No one on the web can answer that . Location by markets make a difference . You can use things like Kelley Blue Book web sites and get an idea of value .
Actually the fair price will be if the price you will pay matches the price they will accept.
A good way to ruin a friendship is to buy / sell a car to them. If you do want to continue pay a mechanic to check the car over to avoid any $$ surprises
KBB is just too much of a range. I’m in NYC. Just looking for ball park figures anyway
I hear ya but I’m ready to accept that. Agree regarding mechanic consult.
Then look at the online selling sites for your area . Also find a site that asks for your Zip Code . Any 16 year old vehicle will have a broad range of prices .
…that’s a good thing to know regarding range.
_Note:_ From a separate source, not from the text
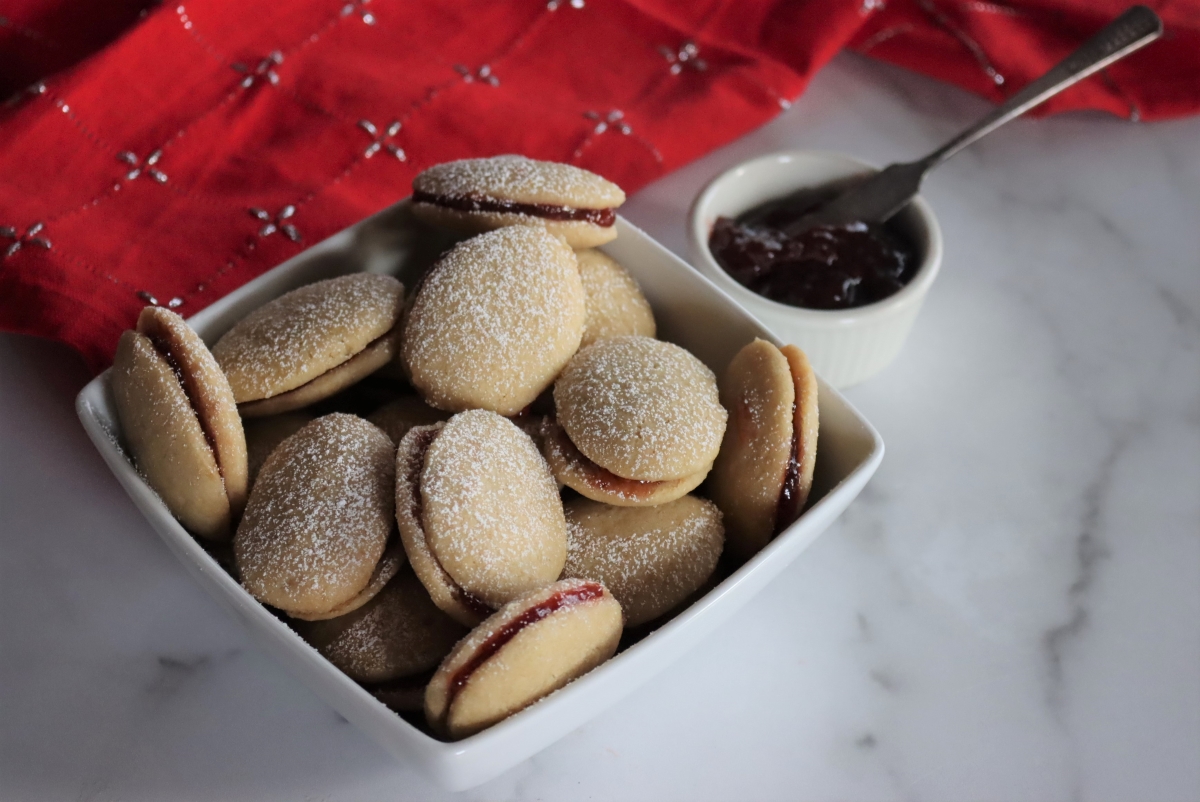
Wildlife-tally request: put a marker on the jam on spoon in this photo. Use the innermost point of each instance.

Thanks
$4,000 is about what sellers of similar cars are asking around here. Right at the upper end of KBB and Nada’s range.
What’s important isn’t what people are asking. What’s important is what they’re actually getting. I see people asking absurd prices for nearly used-up cars and trucks all the time. Also, I sometimes see people post a car for sale at a super-generous price because they want the car gone so they can stop paying insurance for it, or simply have nowhere to park it.
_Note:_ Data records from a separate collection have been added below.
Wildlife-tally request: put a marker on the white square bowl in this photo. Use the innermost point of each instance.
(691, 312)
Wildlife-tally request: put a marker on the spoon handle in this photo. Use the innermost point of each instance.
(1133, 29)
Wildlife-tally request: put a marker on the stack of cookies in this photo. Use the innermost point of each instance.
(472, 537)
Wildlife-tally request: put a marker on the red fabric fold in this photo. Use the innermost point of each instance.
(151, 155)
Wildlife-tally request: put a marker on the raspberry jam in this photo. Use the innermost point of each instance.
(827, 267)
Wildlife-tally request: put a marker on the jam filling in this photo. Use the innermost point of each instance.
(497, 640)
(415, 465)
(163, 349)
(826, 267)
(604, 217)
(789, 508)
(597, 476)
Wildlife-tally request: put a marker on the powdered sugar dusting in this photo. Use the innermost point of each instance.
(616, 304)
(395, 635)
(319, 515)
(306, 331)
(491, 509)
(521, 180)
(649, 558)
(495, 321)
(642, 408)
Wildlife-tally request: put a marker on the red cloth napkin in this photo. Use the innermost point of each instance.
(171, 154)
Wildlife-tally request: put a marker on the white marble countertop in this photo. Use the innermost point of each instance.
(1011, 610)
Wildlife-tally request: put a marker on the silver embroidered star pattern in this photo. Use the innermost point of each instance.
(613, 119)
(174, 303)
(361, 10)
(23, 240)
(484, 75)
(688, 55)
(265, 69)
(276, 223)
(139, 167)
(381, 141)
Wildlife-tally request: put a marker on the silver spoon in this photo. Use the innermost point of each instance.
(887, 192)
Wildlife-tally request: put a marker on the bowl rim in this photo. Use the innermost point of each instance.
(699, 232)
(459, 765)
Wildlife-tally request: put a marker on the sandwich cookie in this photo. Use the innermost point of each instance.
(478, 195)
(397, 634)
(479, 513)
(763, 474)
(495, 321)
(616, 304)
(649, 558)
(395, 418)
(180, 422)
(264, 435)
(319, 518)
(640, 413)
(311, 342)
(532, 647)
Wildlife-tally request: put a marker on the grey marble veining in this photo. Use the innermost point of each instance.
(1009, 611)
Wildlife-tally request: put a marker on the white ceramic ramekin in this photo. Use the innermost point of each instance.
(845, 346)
The point that I am making is that using Craigslist ads as a method of valuing a car for sale could lead to a very incorrect assessment of what the car is worth. A pricing guide such as KBB will give a reasonable range based on the equipment level, mileage, and condition of the car you’re looking at.
I was working off what Autotempest pulled up from Cars.com and the other sites within the Seattle/Tacoma market for these cars. Don’t know what these are actually going for though.
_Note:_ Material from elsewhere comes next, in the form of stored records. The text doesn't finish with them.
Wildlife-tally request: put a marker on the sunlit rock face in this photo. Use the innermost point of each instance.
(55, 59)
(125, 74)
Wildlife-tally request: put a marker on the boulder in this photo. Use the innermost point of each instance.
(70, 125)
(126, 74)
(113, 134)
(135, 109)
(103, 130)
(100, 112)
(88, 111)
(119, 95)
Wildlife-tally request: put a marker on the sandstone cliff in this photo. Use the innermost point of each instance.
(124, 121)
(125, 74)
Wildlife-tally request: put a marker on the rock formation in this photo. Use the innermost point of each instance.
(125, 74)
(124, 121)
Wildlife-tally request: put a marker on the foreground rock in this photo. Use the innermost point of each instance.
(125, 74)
The range is listed because used cars sellers have different expectations for price and the urgency of the sale. Also, the listed condition may not be the real condition. Brakes and tire are often ignored when the owner assesses the condition, and replacing brake pads and tires is a big part of the sales price on an older car.
If I’m looking at used car prices, I value the car in near perfect condition given it’s age (near perfect body and paint, no replacement parts needed), then start subtracting for any work needed. If it needs new tires, knock off about $600, new brakes all around maybe $500. You have time to check this car out since a friend owns it. Get it checked by a mechanic you trust, including cost to fix anything it needs. Since this is a friend, you might share how you came to the offer you make.
My sis just sold her Avalon. She didn’t know I was interested.
According to NADA (for my area), Trade in value on a car in “average” condition is about $1900. Private party value would be a bit higher, probably around $2400.
My method of determining value is to find out what the value of car in very good condition would be. Then start deducting based on how much it would cost me to repair whatever flaws I deem important enough to fix, then base my offer on that, being as transparent to the seller as possible. This applies to both private party and dealer sales.
like that methodology
likewise here. Thanks
question regarding your logic based on trade-in value… The $2400 is based on observations in your area or would you say a ~25% over average trade-in is a good ball park figure to start determining private party value?
The $2400 figure was based on what the car in “clean” or very good condition ( everything works, less than typical wear for age/mileage, no repairs needed) would be for trade in value. I figured for a private party sale, you expect more than trade in value, but less than retail. $2400 would be a fair price for a private party sale of a 2004 Avalon XLS with 185k miles with some cosmetic damage, (it’s also assuming working A/C, power accessories, etc.) in my arear. If you live in NYC, you might want to consider going up to $3k, after the car gets a clean bill of health from an independent mechanic of your choice.
I would offer 2500 and go as high as 3000
Having been in similar situation. I think the seller has to put a price on the car. I ask them how they want to sell it, trade in, craigslist, etc and then have it valued they way they like. Maybe they think their car is worth much more than what you think it is worth. You offer $2500, they sell it to you and then they resent you for that. When they give you the price, have the car checked and then either buy it or move on. These are always tricky transactions.
There are several on-line sources …Cars.com…Edmonds.com…KBB.com…Autotrader.com…just to name a few.